Museum of art in Bergen, Norway

Permanenten (Permanenten Vestlandske kunstindustrimuseum), formerly the West Norway Museum of Decorative Art, also referred to as KODE 1, is a museum in Bergen, Norway. The museum is part of the KODE Art Museums and Composer Homes and was originally established in 1887 at the initiative of Johan Bøgh. In 1896 the museum moved into a permanent exhibition building, a Renaissance Revival structure designed by Henry Bucher (1864–1944). The building caught fire during the 1916 Bergen Fire but was saved.

The collections include older local works in silver, furniture, glass, porcelain, and textiles. Upon its opening, the museum received substantial donations from the merchant Christian Sundt.

During the first years, the Bergen Art Gallery occupied the top floor. The collection was then moved from there to the former power plant building (Lysverksbygget) after it became available. The Fisheries Museum also occupied the ground floor.

After merging with Bergen Art Museum, the museum has been a venue for more temporary exhibitions. Its emphasis remains on crafts from the past 500 years, and also its Chinese Collection, a unique assembly of Chinese art. This is mostly a bequest from Johan Wilhelm Normann Munthe (1864–1935), who lived in China from age 22 until his death in 1935.

The museum was also responsible for the Alvøen site and Damsgård Manor, but this has now been taken over by the new Bergen City Museum.

== Thefts ==

=== 2010 thefts ===
In 2010, intruders broke into the museum via a glass ceiling, rappelled down, and took 56 objects from the China Collection, which included vases and imperial seals. Police said that the alarms never sounded.

=== 2013 thefts ===
In January 2013, 22 additional objects were taken from the China Collection, including vases, statues, and imperial seals. Reportedly, thieves broke in around 5am on a Saturday. Surveillance cameras picked up photos of two young men wearing high-beam headlights and using crowbars to smash glass cases. The break in and thefts took mere minutes. Police told Norwegian Broadcasting (NRK) that they were also investigating two car fires in Bergen reported around the same time. The fires were considered unusual for the area, and some speculated that they were set to divert police attention away from the museum break-in. Erlend Høyersten, then director of Bergen's group of art museums (Kunstmuseene i Bergen) told newspaper Aftenposten: “The thieves operated quickly, effectively and professionally. It’s entirely clear that they knew what they were after.” Reportedly Høyersten thought that the thieves had a “shopping list” of sorts when they hit the group’s Permanenten Vestlandske Kunstindustrimuseum, and likely were hired by carry out the theft by clients keen on obtaining Chinese artifacts.

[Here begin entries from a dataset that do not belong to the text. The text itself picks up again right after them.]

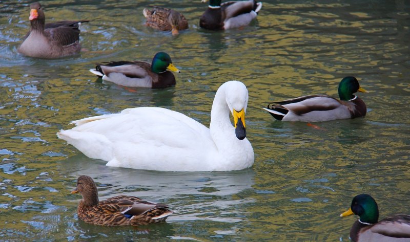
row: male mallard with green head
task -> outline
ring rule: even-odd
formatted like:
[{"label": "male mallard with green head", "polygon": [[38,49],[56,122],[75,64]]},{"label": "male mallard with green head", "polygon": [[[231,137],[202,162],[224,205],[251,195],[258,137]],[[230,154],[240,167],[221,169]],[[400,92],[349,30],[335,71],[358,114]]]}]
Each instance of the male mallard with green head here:
[{"label": "male mallard with green head", "polygon": [[181,72],[173,64],[170,55],[158,52],[151,64],[144,61],[111,61],[98,64],[92,73],[102,80],[124,86],[162,88],[175,84],[171,72]]},{"label": "male mallard with green head", "polygon": [[168,206],[121,195],[98,201],[97,187],[92,178],[80,175],[77,188],[71,193],[83,196],[77,213],[85,222],[97,225],[148,225],[165,221],[172,214]]},{"label": "male mallard with green head", "polygon": [[254,0],[229,1],[222,4],[221,0],[209,0],[208,8],[199,19],[199,26],[211,30],[245,26],[256,17],[261,8],[262,3]]},{"label": "male mallard with green head", "polygon": [[172,9],[153,7],[151,9],[145,8],[142,13],[147,18],[146,25],[161,31],[171,30],[173,35],[188,28],[188,21],[185,17]]},{"label": "male mallard with green head", "polygon": [[263,109],[278,120],[321,122],[353,119],[366,115],[366,104],[353,94],[366,93],[353,76],[344,78],[339,84],[337,100],[327,95],[304,96],[293,99],[275,102]]},{"label": "male mallard with green head", "polygon": [[367,194],[356,196],[344,217],[355,214],[360,218],[350,230],[350,238],[355,242],[409,242],[410,215],[398,214],[378,222],[379,208],[375,200]]}]

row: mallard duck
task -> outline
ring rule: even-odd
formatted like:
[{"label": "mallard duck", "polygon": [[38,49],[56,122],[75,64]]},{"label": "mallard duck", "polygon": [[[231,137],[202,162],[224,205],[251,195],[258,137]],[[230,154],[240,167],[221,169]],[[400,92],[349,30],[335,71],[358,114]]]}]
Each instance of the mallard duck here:
[{"label": "mallard duck", "polygon": [[77,54],[79,43],[80,21],[61,21],[45,25],[46,17],[39,3],[30,5],[31,26],[17,51],[32,57],[53,59]]},{"label": "mallard duck", "polygon": [[181,72],[173,64],[170,55],[158,52],[151,64],[144,61],[111,61],[98,64],[91,73],[102,80],[124,86],[163,88],[175,85],[175,77],[171,72]]},{"label": "mallard duck", "polygon": [[173,171],[241,170],[251,167],[254,159],[245,138],[248,99],[242,82],[222,84],[212,104],[209,128],[180,113],[144,107],[74,121],[71,123],[76,127],[57,135],[88,157],[108,161],[109,166]]},{"label": "mallard duck", "polygon": [[344,78],[339,84],[340,100],[327,95],[304,96],[294,99],[275,102],[263,109],[278,120],[321,122],[353,119],[366,115],[366,104],[357,92],[367,92],[353,76]]},{"label": "mallard duck", "polygon": [[168,206],[141,200],[136,196],[121,195],[98,201],[97,187],[92,178],[80,175],[77,188],[83,199],[78,204],[78,217],[97,225],[144,225],[165,221],[172,214]]},{"label": "mallard duck", "polygon": [[185,17],[172,9],[153,7],[152,9],[145,8],[142,13],[147,18],[146,25],[162,31],[171,30],[173,35],[188,28]]},{"label": "mallard duck", "polygon": [[356,196],[349,210],[340,216],[353,213],[360,216],[350,230],[350,237],[353,241],[410,241],[410,215],[395,215],[378,222],[379,208],[370,195]]},{"label": "mallard duck", "polygon": [[229,1],[222,4],[221,0],[210,0],[208,8],[199,19],[199,26],[211,30],[244,26],[256,17],[261,8],[262,3],[254,0]]}]

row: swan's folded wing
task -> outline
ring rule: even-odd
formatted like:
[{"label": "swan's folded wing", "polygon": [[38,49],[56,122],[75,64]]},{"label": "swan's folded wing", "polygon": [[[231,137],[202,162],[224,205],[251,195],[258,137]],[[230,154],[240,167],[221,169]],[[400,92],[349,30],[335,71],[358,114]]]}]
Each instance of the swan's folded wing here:
[{"label": "swan's folded wing", "polygon": [[212,140],[208,128],[182,114],[160,107],[128,108],[74,123],[77,126],[73,131],[97,134],[116,142],[183,147],[195,145],[187,140]]}]

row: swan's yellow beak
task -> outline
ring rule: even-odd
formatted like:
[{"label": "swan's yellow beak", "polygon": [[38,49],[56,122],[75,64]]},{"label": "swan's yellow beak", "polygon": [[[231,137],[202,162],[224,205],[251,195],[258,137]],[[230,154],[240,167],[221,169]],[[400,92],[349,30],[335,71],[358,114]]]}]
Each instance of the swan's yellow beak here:
[{"label": "swan's yellow beak", "polygon": [[178,70],[178,69],[176,68],[175,65],[172,64],[172,63],[170,63],[170,64],[167,67],[167,70],[171,72],[176,72],[177,73],[179,73],[181,72],[181,71]]},{"label": "swan's yellow beak", "polygon": [[242,109],[239,112],[234,109],[234,125],[236,138],[243,140],[247,136],[247,129],[245,128],[245,111]]},{"label": "swan's yellow beak", "polygon": [[368,93],[368,92],[367,92],[367,91],[366,91],[366,90],[365,90],[364,88],[363,88],[363,87],[359,87],[359,90],[357,90],[357,91],[358,91],[359,92],[361,92],[361,93]]},{"label": "swan's yellow beak", "polygon": [[349,210],[340,214],[340,216],[345,217],[346,216],[348,216],[353,214],[353,211],[352,211],[352,208],[349,208]]}]

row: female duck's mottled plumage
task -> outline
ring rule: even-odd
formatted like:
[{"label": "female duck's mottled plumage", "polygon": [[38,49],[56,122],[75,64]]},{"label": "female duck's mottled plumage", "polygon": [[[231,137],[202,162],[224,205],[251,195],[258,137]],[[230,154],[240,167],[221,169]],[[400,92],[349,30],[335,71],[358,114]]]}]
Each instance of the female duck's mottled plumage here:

After the January 2013 break in, KODE hired Roald Eliassen as director of security. He has been quoted as saying about the crime: "We had objects that somebody wanted, and he hired someone to take them.” Eliassen has also said: "The government in China doesn't think they're stolen objects. They think they belong to them. They won't take it seriously, won't follow the trail. That's the biggest problem.”

Police arrested six men in connection with the break-in, but reportedly determined that they were foot soldiers who either could not or would not share information about who hired them.

=== Location of stolen artifact ===
In the wake of the publicity around the 2013 heist, authorities received a tip about an object taken in the 2010 break-in. They were told that it was on display in a Shanghai airport. However, Bergen police lacked the jurisdiction or power to follow up, and Norwegian officials did not take action. Kenneth Didriksen, the head of Norway's art-crime unit indicated that Norwegian officials were wary of upsetting a delicate relationship with China. Didriksen is quoted as saying to GQ's Alex W. Palmer, "If we say an item is in China, they say, ‘Prove it,'" and "We don't want to insult anyone."

== Return of Chinese artifacts ==
In 2013, Chinese billionaire Huang Nubo visited the museum to view a collection of marble columns taken from the Old Summer Palace of Beijing. Reportedly, he began to weep and told the museum director that the columns had no business being displayed in Norway. Huang later donated $1.6 million to KODE, which he says was to help the museum upgrade security. A spokesman for KODE said that the agreement did not concern security. Soon thereafter, the museum shipped seven of the marble columns back to China to be displayed at Peking University, Huang's alma mater, on permanent loan. Huang has claimed this return was unrelated to his donation.